Hal-hal seperti itu, bisa saja terjadi dimasa-masa yang akan datang. Mungkin akan mengaku pejuang angkatan '66, penumbang Orde lama.
Angkatan '74, pelurus jalannya Orde Baru. Angkatan '98, penebang rezim atau menurunkan "Bapak Pembangunan", Pendiri rezim reformasi.
Mengaku-aku, memang berbeda dengan diakui. Juga berbeda dengan rekayasa pengakuan.
Ditenggarai, kini makin sering terjadi "Bisnis Pengakuan - Pemberian Gelar Kehormatan" . Penyelenggara / penjual jasa seperti itu bisa berupa institusi kemasyarakatan, entitas komunitas warga dari geografis tertentu.
Di tenggarai, tak jarang juga terjadi secara barter dengan lembaga, entitas dari negara lain maupun di dalam negeri. Biasanya untuk gelar "Doctor Honoris Causa".
Saling memberikan gelar-gelar pengakuan, berdasar sudut pandang akademis.
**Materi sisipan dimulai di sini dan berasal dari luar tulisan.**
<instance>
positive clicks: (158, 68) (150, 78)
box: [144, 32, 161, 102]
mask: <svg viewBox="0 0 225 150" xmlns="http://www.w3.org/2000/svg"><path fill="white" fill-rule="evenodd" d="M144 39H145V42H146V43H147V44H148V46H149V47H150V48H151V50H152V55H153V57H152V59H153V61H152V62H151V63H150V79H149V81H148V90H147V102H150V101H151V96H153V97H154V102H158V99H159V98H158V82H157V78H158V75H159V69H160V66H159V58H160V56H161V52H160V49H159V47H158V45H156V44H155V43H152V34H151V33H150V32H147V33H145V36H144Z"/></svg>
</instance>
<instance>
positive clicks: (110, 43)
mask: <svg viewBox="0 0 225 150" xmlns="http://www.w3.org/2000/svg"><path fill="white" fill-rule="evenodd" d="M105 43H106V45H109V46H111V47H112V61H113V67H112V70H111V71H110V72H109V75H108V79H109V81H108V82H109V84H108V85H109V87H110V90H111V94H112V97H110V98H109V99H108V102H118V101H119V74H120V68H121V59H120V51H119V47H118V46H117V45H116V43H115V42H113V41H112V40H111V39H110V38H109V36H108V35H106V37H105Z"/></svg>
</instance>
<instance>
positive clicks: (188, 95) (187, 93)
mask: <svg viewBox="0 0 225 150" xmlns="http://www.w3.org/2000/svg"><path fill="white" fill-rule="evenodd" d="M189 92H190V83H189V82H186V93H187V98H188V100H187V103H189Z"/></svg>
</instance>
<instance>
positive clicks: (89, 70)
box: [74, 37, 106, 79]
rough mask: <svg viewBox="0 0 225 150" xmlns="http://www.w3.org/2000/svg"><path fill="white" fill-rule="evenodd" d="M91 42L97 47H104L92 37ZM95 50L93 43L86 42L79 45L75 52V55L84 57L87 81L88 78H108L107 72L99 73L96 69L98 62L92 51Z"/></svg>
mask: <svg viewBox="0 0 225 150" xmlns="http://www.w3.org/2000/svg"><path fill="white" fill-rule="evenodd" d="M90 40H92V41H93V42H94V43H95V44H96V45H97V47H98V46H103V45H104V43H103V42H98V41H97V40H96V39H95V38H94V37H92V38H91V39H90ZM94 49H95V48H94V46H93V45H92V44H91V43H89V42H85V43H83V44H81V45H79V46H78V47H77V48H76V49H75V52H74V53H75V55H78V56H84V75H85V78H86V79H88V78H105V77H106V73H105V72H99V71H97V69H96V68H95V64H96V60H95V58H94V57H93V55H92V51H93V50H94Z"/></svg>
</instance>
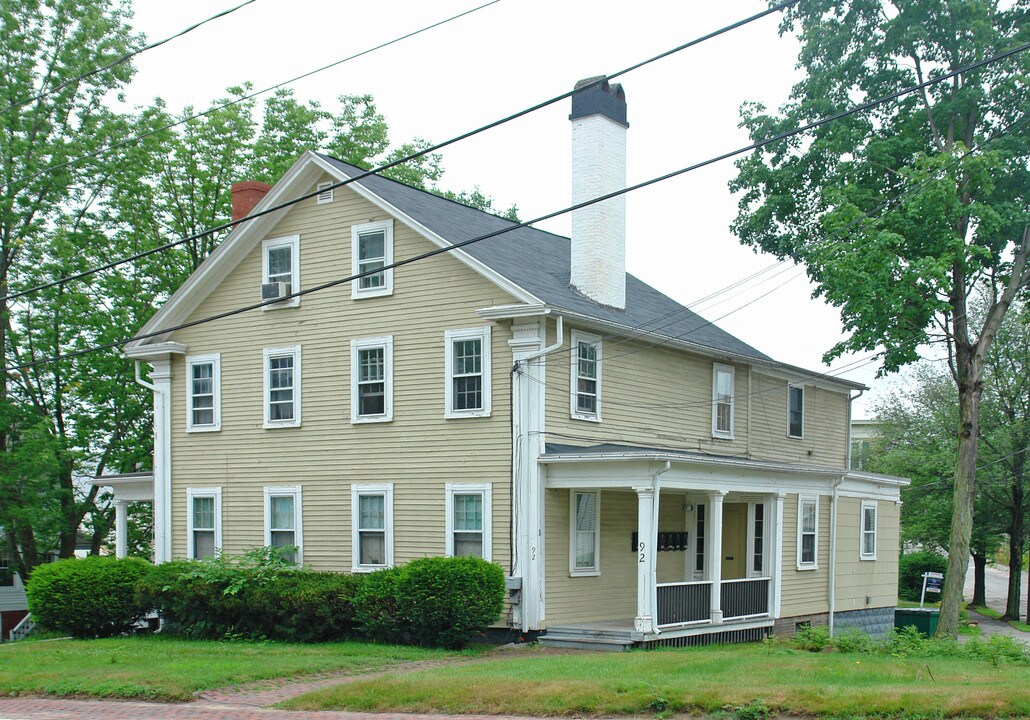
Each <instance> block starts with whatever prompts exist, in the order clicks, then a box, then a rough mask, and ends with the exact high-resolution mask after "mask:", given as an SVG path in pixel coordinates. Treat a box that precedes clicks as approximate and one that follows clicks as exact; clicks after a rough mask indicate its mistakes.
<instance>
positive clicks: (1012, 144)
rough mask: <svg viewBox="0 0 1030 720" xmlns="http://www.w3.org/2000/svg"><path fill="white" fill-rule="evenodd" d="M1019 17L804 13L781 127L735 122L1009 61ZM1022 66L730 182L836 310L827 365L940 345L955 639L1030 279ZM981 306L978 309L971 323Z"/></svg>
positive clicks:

Sesuatu yang dianggap secara politis, menumbuhkan citra positif dan bermanfaat membangun kekaguman di benak masa pendukung, maupun kelompok yang disasar untuk dijadikan simpatisan.
Ujung-ujungnya, diharap berguna untuk dijadikan sarana akses, ke jabatan politis. Kekuasaan. Baca: akses ke sumber-sumber keuangan !
Lalu apa hubungannya dengan para sepuh yang ditulis di awal tulisan ini ?
Masalah dasarnya, bukan sesuatu yang luar biasa. "Pengakuan" dan "pendapatan" adalah faktor kritis bagi setiap orang.
Di masa pengusaha dimanjakan dengan "Upah Minimum Regional", yang sering dibaca atau dirasakan para pekerja sebagai "penindasan terhadap pekerja".